# Exploring airplane crashes

![img](https://i.kinja-img.com/gawker-media/image/upload/s--73wYzv0D--/c_scale,fl_progressive,q_80,w_800/pfpfmuqq5ffelhlgv0ob.jpg)

Hey guys. So here I will visualize data from [Airplane Crashes Dataset](https://www.kaggle.com/saurograndi/airplane-crashes-since-1908) and we will see if we can find some weird or interesting insights.

Acording to [WikiHow](https://www.wikihow.com/Survive-a-Plane-Crash)
> The odds of dying on a commercial airline flight are actually as low as 9 million to 1. That said, a lot can go wrong at 33,000 feet (10,058.4 m) above the ground, and if you’re unlucky enough to be aboard when something does, the decisions you make could mean the difference between life and death.
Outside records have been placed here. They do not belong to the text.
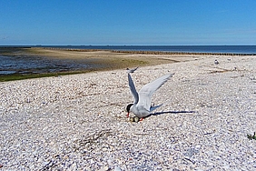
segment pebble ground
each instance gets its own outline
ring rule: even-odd
[[[214,60],[219,65],[214,64]],[[158,115],[125,117],[125,70],[0,83],[0,170],[256,170],[255,56],[139,67]]]

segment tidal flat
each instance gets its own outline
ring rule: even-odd
[[[0,48],[0,81],[125,69],[177,62],[170,55],[142,55],[103,50]],[[179,61],[179,59],[178,59]]]

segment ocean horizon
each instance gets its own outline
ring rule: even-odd
[[[0,45],[0,47],[50,47],[116,51],[256,54],[256,45]]]

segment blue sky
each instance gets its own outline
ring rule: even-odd
[[[0,0],[0,45],[256,45],[255,0]]]

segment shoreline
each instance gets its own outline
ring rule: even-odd
[[[255,169],[256,59],[215,59],[139,67],[137,90],[175,73],[139,123],[125,69],[0,83],[1,169]]]
[[[2,48],[0,55],[23,58],[20,64],[27,65],[25,68],[2,69],[0,81],[64,75],[95,71],[123,69],[127,67],[154,65],[186,60],[193,60],[192,55],[143,55],[113,51],[77,51],[52,48]],[[34,60],[34,58],[36,58]],[[25,62],[27,61],[27,62]],[[18,65],[15,64],[13,65]],[[29,65],[29,64],[37,65]],[[11,64],[9,64],[11,65]],[[41,69],[42,68],[42,69]]]

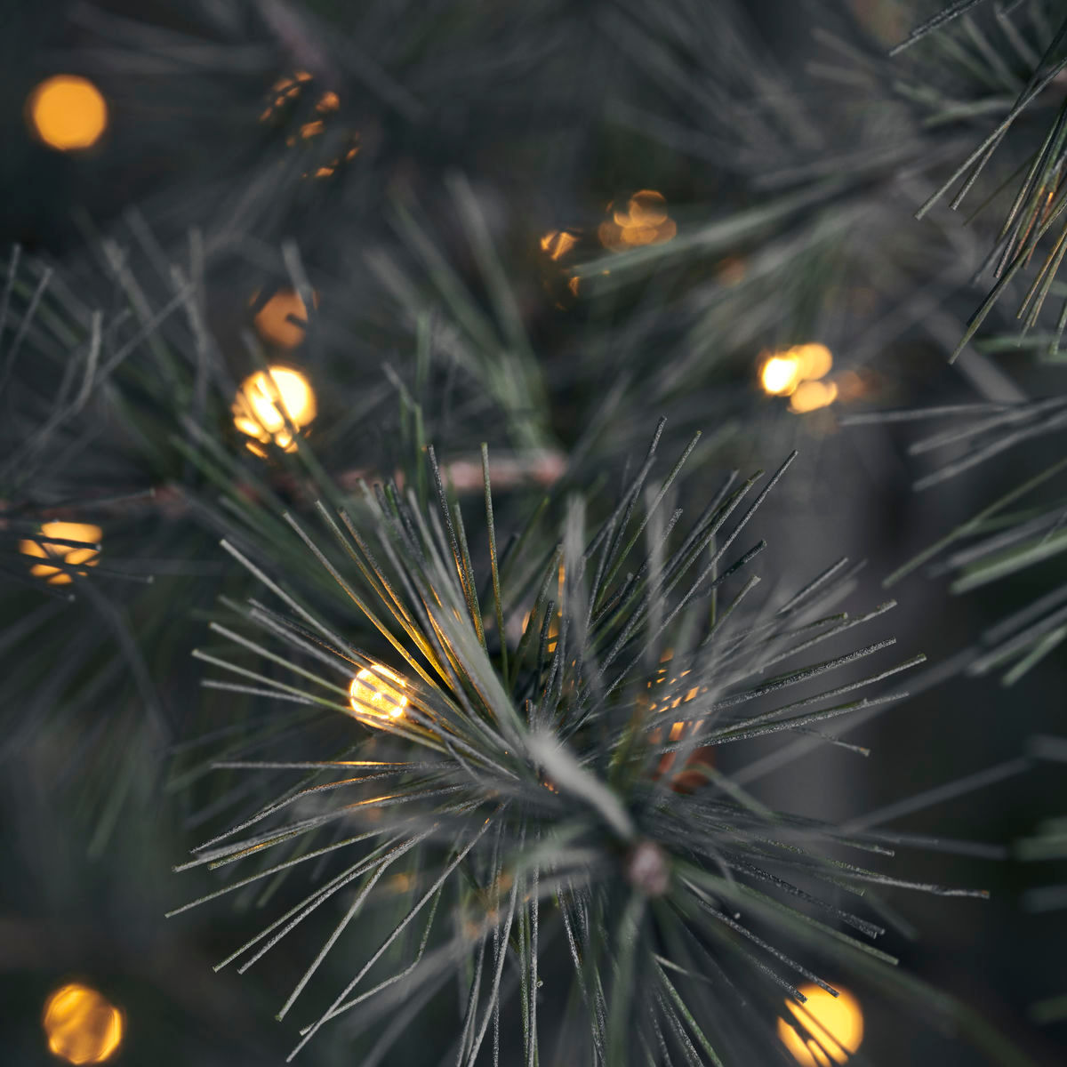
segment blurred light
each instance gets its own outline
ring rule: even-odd
[[[42,523],[41,539],[38,541],[20,541],[18,551],[23,556],[37,556],[42,559],[58,559],[68,567],[77,563],[84,563],[86,567],[96,567],[100,554],[96,548],[103,531],[99,526],[90,523]],[[51,544],[48,538],[61,538],[64,541],[85,541],[84,548],[78,548],[69,544]],[[30,568],[30,573],[35,578],[47,578],[50,586],[66,586],[74,580],[69,571],[59,567],[50,567],[48,563],[34,563]],[[84,571],[79,571],[84,574]]]
[[[803,414],[819,408],[829,408],[837,399],[837,382],[801,382],[790,397],[790,411]]]
[[[41,82],[27,101],[30,122],[45,144],[60,152],[90,148],[108,126],[108,105],[87,79],[58,74]]]
[[[123,1040],[123,1013],[95,989],[71,984],[45,1002],[42,1025],[48,1048],[73,1064],[99,1064]]]
[[[800,360],[800,377],[814,381],[830,372],[833,356],[825,345],[797,345],[793,352]]]
[[[312,76],[306,70],[297,70],[291,78],[278,78],[270,87],[273,99],[267,106],[267,110],[259,116],[259,121],[267,122],[280,108],[285,107],[286,101],[293,100],[300,96],[303,83],[310,80]]]
[[[318,294],[312,299],[317,307]],[[256,313],[255,323],[265,340],[281,348],[296,348],[304,339],[307,307],[294,289],[278,289]]]
[[[566,229],[550,230],[541,238],[541,251],[547,252],[550,259],[561,259],[575,244],[577,238]]]
[[[802,1067],[833,1067],[847,1063],[863,1041],[863,1012],[847,990],[838,996],[819,986],[799,989],[808,998],[805,1004],[785,1001],[795,1022],[778,1020],[778,1037]]]
[[[771,396],[791,396],[800,392],[801,383],[811,383],[827,375],[833,366],[833,355],[825,345],[794,345],[792,348],[765,355],[760,367],[760,384]],[[795,407],[794,411],[813,411],[832,403],[833,396],[817,402],[826,396],[825,391],[809,389],[807,402],[811,407]],[[834,396],[837,393],[834,392]]]
[[[340,98],[335,92],[333,92],[333,90],[327,90],[327,92],[319,97],[319,102],[315,105],[315,110],[320,115],[324,115],[330,111],[336,111],[339,107]]]
[[[268,367],[241,383],[234,400],[234,426],[262,444],[273,440],[278,448],[291,452],[297,443],[285,425],[285,416],[300,430],[315,418],[317,411],[315,393],[299,370]],[[249,448],[257,456],[265,455],[251,443]]]
[[[348,690],[352,711],[375,719],[399,719],[408,706],[408,698],[400,690],[407,687],[408,683],[388,667],[364,667]]]
[[[612,209],[611,219],[598,229],[601,244],[612,252],[640,248],[643,244],[663,244],[676,233],[678,226],[667,214],[667,201],[654,189],[640,189],[626,202],[626,210]]]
Almost 95% of airplane crashes have survivors, so even if the worst does happen, your odds aren't as bad as you might think.

So let's see...

## Setting up the environment

In [2]:
#importing the libraries and data
import numpy as np 
import pandas as pd 
import seaborn as sns
import matplotlib.pyplot as plt
from datetime import date, timedelta, datetime

Data = pd.read_csv('benchmark/airplane_crashes/airplane_crashes.csv')

In [3]:
np.random.seed(42) 
obs, feat = Data.shape
Data.sample(5)

Unnamed: 0,Date,Time,Location,Operator,Flight #,Route,Type,Registration,cn/In,Aboard,Fatalities,Ground,Summary
4793,07/30/2001,16:00,"Haines, Alaska",Air Taxi,,"Shagway, AK - Return",Piper PA-32-300,N39586,32-7840168,6.0,6.0,0.0,The sightseeing plane impacted the side of a m...
5020,11/28/2004,09:55,"Montrose, Colorado",Glow Air/Air Castle - Charter,73.0,"Montrose, CO - South Bend, IN",Canadair CL-601-2A12 Challenger,N873G,3009,6.0,3.0,0.0,"While attempting to take off from R31, the air..."
655,06/20/1944,,"Porto Alegre, Brazil",Varig,,,Lockheed 10C Electra,PP-VAG,1008,10.0,10.0,0.0,Crashed into a river.
1874,10/09/1963,,"Near Marseilles, France",Aeronaves de Panama,,"Marseilles, France - Dhah, Saudi Arabia",Douglas C-74,HP-385,13915,6.0,6.0,0.0,Crashed shortly after taking off with a cargo ...
2318,06/05/1969,07:12,"North Bend, Oregon",Eureka Aero Inc. - Air Taxi,,,Cessna 337C,N2665S,,3.0,3.0,0.0,Collided with trees on approach. Improper IFR ...


In [4]:
print(str("Dataset consist of " + str(obs) + " observations (crashes) and " + str(feat) + " features. Features are following:"))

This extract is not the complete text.